Suddenly, he lowered his wings and dove straight down toward the ground. I hurried to where he aimed his body. I stealth-fully crept up on where I figured he might have landed. When I pulled myself just over a large rock about six feet above a small clearing before me, I saw the hawk confronting a three foot long rattle snake. The snake, coiled as tight as springs on a 1954 Ford Pickup, unleashed a strike at the hawk, but the hawk stepped back in a blink. The rattler recoiled. Kicking up a little dust, the hawk flew up a foot and dared the snake to strike, which it did! But the hawk dodged the strike with ease! This dance of “air predator” versus “ground predator” continued for ten thrilling if not magical minutes.
Each time, the hawk dared the snake to strike. And, the snake complied as was its nature. By now, the last rays of the day limped across the heavens. The strawberry sky turned pale pink while clouds turned gray, but just enough light kept the drama before me incredibly clear. I watched in amazed, but quiet excitement. In the last few strikes, the rattler clearly lost his ‘zip’. But the hawk appeared fresh as Muhammad Ali dancing around the ring.
After another ten strikes, the rattler failed to recoil quickly. The bird hopped and flew over his head. The rattler made two more strikes, but on the third strike, the hawk snatched the snake right behind his head. He pecked the snake on the head as he held the snake securely within his talons. Almost without effort, he lifted into the sky with a limp rattler dangling beneath him. Within seconds, he flew into the sunset and vanished into the night.
“My God,” I muttered to myself. “It doesn’t get any better than this.”

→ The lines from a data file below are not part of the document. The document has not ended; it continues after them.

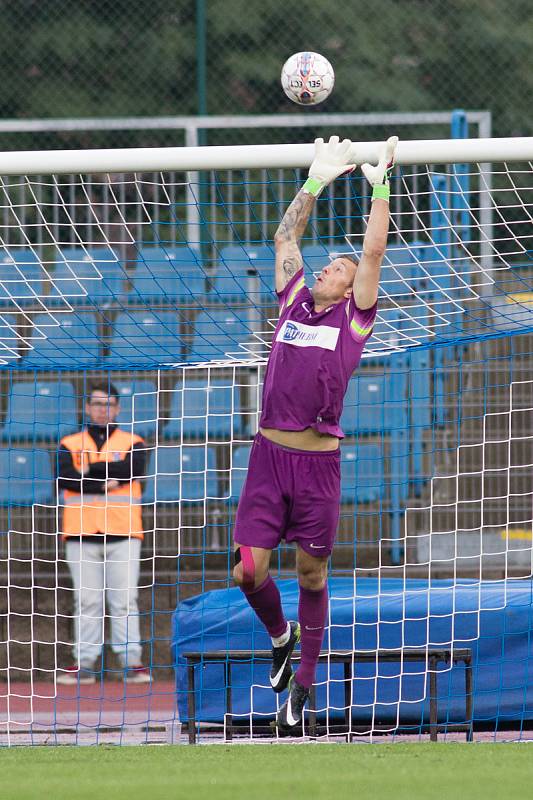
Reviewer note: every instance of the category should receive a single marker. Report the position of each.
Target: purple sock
(312, 612)
(266, 602)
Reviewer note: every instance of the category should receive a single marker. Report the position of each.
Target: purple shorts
(292, 495)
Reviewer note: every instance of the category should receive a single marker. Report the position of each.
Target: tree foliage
(65, 59)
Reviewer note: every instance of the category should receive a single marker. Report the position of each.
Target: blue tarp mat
(494, 618)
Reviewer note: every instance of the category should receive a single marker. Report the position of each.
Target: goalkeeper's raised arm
(366, 281)
(329, 163)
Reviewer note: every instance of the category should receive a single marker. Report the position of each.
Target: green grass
(269, 772)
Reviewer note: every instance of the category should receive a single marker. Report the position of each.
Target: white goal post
(440, 151)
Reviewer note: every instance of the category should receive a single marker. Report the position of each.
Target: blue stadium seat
(25, 477)
(397, 273)
(88, 276)
(10, 339)
(138, 405)
(362, 473)
(385, 336)
(21, 276)
(40, 410)
(218, 331)
(374, 403)
(198, 410)
(182, 473)
(171, 274)
(143, 338)
(421, 411)
(68, 340)
(236, 264)
(239, 468)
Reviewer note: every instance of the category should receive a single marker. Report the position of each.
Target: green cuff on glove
(313, 186)
(381, 191)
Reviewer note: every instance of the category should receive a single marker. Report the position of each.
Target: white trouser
(103, 572)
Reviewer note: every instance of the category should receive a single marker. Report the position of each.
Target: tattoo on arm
(291, 265)
(295, 218)
(288, 256)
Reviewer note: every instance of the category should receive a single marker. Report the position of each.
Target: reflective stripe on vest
(118, 511)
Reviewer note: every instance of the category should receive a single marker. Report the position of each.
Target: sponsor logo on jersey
(300, 335)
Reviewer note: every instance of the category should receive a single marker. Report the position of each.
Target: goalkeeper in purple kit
(292, 489)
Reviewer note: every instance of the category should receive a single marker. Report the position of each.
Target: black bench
(433, 656)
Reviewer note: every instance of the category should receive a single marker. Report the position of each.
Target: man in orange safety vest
(99, 473)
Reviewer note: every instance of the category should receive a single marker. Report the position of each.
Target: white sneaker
(74, 676)
(136, 673)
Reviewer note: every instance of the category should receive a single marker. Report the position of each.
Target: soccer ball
(307, 78)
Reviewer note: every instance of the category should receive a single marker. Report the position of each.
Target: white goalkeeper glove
(330, 161)
(378, 176)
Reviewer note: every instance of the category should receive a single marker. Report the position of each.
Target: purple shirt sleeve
(361, 321)
(287, 295)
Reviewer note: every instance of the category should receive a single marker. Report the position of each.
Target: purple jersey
(313, 356)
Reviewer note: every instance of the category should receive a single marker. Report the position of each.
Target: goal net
(152, 273)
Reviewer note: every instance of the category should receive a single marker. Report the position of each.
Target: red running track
(106, 711)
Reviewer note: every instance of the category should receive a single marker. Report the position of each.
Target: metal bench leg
(229, 710)
(191, 705)
(433, 716)
(469, 709)
(348, 683)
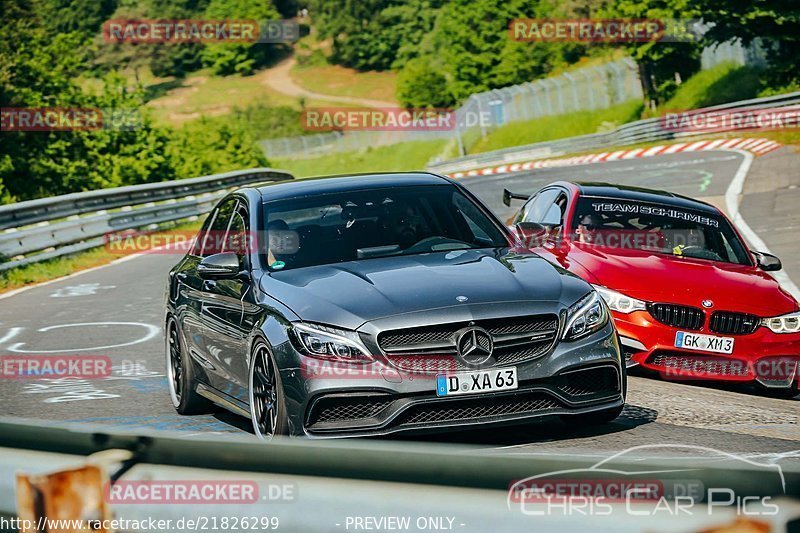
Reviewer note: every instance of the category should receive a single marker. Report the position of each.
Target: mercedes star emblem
(474, 345)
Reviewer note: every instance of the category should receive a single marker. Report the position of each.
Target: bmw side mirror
(767, 262)
(219, 266)
(530, 233)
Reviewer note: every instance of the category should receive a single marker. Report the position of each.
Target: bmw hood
(351, 293)
(659, 278)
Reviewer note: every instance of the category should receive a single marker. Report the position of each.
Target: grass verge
(727, 82)
(396, 157)
(63, 266)
(558, 127)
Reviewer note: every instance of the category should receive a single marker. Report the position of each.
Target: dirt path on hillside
(278, 79)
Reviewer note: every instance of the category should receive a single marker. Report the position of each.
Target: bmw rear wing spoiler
(508, 196)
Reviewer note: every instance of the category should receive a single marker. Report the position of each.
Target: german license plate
(704, 343)
(476, 382)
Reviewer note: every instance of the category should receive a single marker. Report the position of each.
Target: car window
(197, 247)
(540, 205)
(554, 214)
(659, 228)
(366, 224)
(236, 240)
(214, 237)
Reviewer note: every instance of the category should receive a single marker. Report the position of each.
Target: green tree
(239, 57)
(421, 84)
(207, 146)
(659, 61)
(775, 22)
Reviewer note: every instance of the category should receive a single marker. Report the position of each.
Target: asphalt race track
(117, 311)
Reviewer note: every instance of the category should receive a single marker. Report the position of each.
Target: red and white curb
(756, 146)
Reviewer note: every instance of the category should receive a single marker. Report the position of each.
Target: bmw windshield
(382, 222)
(658, 228)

“How many hearts with warm red blood in them are beating under cover of the woods, and how many teeth and eyes are shining! A multitude of animal people, intimately related to us, but whose lives we know almost nothing, are as busy about their own affairs as we are about ours.” John Muir, 1869
I returned to my campsite. I pulled out my tripod seat and planted myself upon it. I lit my one burner cooking stove and threw on a pack of rice and pilaf. As it cooked over the heat, I dipped a slice of my new loaf of bread down into the broth. I looked up at the stars. I gazed at the gray rock all around me. I watched the very last ‘tone’ of the western sky surrender to the onslaught of the darkness. The tasty scent of my dinner wafted toward my nostrils. Soon, the rice/pilaf dinner and my loaf of bread made their way into my hungry mouth.
How can a man be so lucky as to see a sight like I had just witnessed? What grace of the Great Spirit brought me to that moment? While adventure is not always comfortable, it allows for pure moments of untainted amazement unavailable to city dwellers.
“Time means nothing now. It slips away as easily as grains of sand on a beach. But those grains only trade places. On my bike, I change the same way—new locations in the passage of time. The pedaling becomes incidental now—like breathing. No conscious effort—only flow. The hills and mountains come and go—my legs powering over them in a kind of winsome trance. Grappling with headwinds only brings determination, while riding a tail wind brings ecstasy. I transform into a state of bliss, much like a seagull gliding over the waves or floating on updrafts. I see them standing on the beaches or soaring over the surf. Just living. Just being. Me too!” Frosty Wooldridge, on the road.